Cryptocurrency is a digital payment system that doesn’t rely on banks. When you transfer cryptocurrency funds, the transactions are recorded in a public ledger. Cryptocurrency is stored in digital wallets. It’s a peer-to-peer system that can enable anyone anywhere to send and receive payments. Instead of being physical money carried around and exchanged in the fiat world, cryptocurrency payments exist purely as digital entries to an online database describing specific transactions. Cryptocurrencies are distinguished from fiat currencies (USD, GBP, EUR, etc) because any central authority does not issue them, making them potentially impervious to government intervention or manipulation.
Many cryptocurrencies are built on blockchain technology, which is a distributed ledger enforced by a distributed network of computers.
A blockchain is an open, distributed ledger that records transactions in code. In practice, it’s a little like a checkbook that’s distributed across countless computers around the world. Transactions are recorded in “blocks” that are then linked together on a “chain” of previous cryptocurrency transactions.
With a blockchain, everyone who uses a cryptocurrency has their own copy of this book to create a unified transaction record. Each new transaction is logged, and every copy of the blockchain is updated simultaneously with the new information, keeping all records identical and accurate.

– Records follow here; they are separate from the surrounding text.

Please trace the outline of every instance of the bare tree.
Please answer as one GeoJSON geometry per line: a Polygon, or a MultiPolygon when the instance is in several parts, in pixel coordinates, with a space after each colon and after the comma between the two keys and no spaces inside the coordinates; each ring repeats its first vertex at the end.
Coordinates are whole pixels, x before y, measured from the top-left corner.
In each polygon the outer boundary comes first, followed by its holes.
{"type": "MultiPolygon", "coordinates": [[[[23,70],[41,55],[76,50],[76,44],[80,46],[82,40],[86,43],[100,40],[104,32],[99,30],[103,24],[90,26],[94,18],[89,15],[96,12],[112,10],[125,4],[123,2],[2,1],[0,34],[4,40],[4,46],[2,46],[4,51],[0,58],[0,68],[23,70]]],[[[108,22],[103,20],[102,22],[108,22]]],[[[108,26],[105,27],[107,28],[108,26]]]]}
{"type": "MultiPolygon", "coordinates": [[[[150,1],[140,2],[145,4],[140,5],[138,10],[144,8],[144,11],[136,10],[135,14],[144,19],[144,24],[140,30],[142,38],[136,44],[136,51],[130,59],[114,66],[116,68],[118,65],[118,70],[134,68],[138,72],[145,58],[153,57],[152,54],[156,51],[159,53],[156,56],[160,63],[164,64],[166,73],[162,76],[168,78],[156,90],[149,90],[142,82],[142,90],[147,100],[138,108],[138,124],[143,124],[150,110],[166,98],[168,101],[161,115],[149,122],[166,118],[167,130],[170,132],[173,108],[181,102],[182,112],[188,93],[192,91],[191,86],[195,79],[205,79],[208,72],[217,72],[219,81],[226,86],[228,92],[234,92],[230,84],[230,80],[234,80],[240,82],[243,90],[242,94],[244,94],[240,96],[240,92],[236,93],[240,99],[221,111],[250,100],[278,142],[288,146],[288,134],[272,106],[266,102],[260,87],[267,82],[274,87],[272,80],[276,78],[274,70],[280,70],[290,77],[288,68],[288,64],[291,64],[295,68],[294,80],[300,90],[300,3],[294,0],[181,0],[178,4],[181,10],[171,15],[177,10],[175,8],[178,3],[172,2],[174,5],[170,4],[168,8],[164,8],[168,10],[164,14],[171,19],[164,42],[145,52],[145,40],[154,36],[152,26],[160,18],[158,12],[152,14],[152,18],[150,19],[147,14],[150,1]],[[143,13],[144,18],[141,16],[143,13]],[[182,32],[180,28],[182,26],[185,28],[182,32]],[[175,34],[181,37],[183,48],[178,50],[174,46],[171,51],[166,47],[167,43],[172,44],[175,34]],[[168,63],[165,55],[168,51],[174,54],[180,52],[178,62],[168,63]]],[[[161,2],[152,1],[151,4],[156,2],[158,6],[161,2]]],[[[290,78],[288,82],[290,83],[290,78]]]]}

To prevent fraud, each transaction is checked using a validation technique, such as proof of work or proof of stake.
How does cryptocurrency work?
Cryptocurrencies do not exist as a stack of notes or coins. Instead, they live only on the internet.
Units of cryptocurrency are created through a process called mining, which involves using computer power to solve complicated mathematical problems that generate coins. Users can also buy the currencies from brokers, then store and spend them using cryptographic wallets.
How to store cryptocurrency
Once you have purchased cryptocurrency, you need to store it safely to protect it from hacks or theft. Usually, cryptocurrency is stored in crypto wallets, which are physical devices or online software used to store the private keys to your cryptocurrencies securely. Some exchanges provide wallet services, making it easy for you to store directly through the platform.
There are different wallet providers to choose from. The terms “hot wallet” and “cold wallet” are used:
- Hot wallets refer to crypto storage that uses online software to protect the private keys to your assets.
- Cold wallets (also known as hardware wallets) rely on offline electronic devices to securely store your private keys.
Typically, cold wallets tend to charge fees, while hot wallets don’t.